Ces poings se serrèrent et sa mâchoire se contracta légèrement jusqu'à ce que mon père hoche la tête et lui indique qu'ils en parleront après avoir fais les présentations. Mon oncle ne parut pas se détendre pour autant, pas même lorsqu'il fit signe à son filleul de descendre de la voiture. Un garçon, plutôt grand et la mine fermée, descendit de la voiture. Il avait des cheveux bruns plaqué en arrière et une peau légèrement moins foncée que mama et tio. Quand son regard bleu croisa le mien, je frissonnais, intimidée, mais ne baissais pour autant pas mes yeux. Il les détourna rapidement et s'avança vers mon père, la main tendue.

- Bonjour Monsieur Romanova. Salua-t-il en soutenant les yeux inquisiteurs de Papa. Je connaissais ce regard, il l'avait souvent lancé aux garçons et aux nouveaux membres de notre Clan. Il voulait voir ce qu'il avait dans le ventre.
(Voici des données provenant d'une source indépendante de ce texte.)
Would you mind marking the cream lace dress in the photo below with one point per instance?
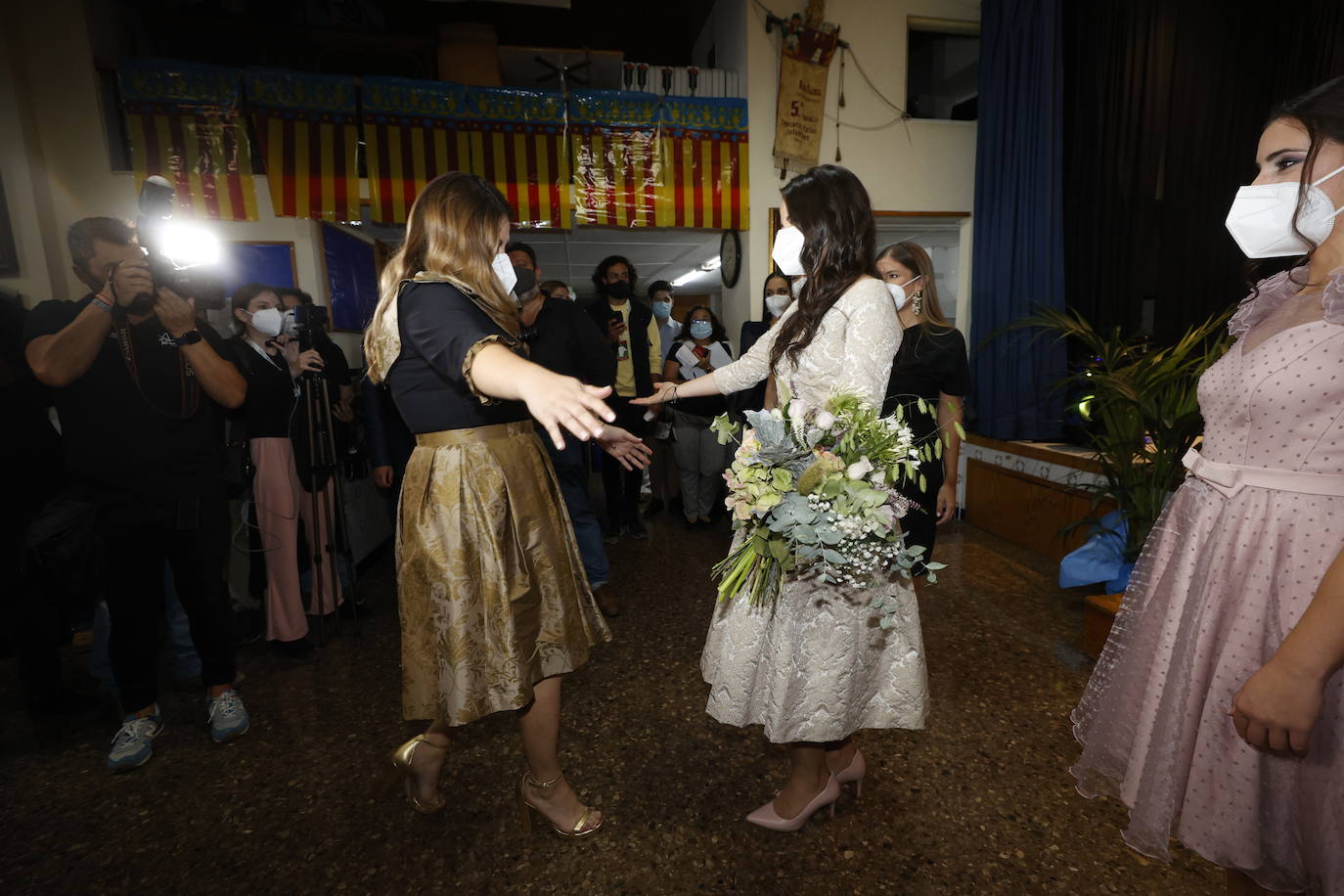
(816, 666)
L'oeil vert et l'autre bleu de mon père - regard qu'il nous avait d'ailleurs transmis - rendait son regard d'autant plus impressionnant et intimidant. Il semblait exacerber chacune de ces émotions, d'avantage encore quand il était énervé... Ou qu'il avait cet air là.

Sévère et intransigeant.

Le garçon ne flancha cependant pas, ce qui parut impressionner tout le monde autour. Sauf moi. Derrière la froideur de son regard, j'avais vu une certaine détermination et j'avais alors su qu'il passerait le test haut la main.

- Je suis Donavan... De Luca. Se présenta-t-il après une hésitation.
- Bienvenu chez moi petit. Répondit mon père.

Les épaules de Donavan parurent se détendre et j'entendis le souffle de Tio se relâcher. Papa se détourna et invita tout le monde à entrer. Nous le suivîmes tous, et bien que j'entendais que les discussions allaient bon entrain, je ne comprenais pas ce qu'il disait. Mon regard était rivé sur ce mystérieux garçon qui ne semblait avoir peur de rien.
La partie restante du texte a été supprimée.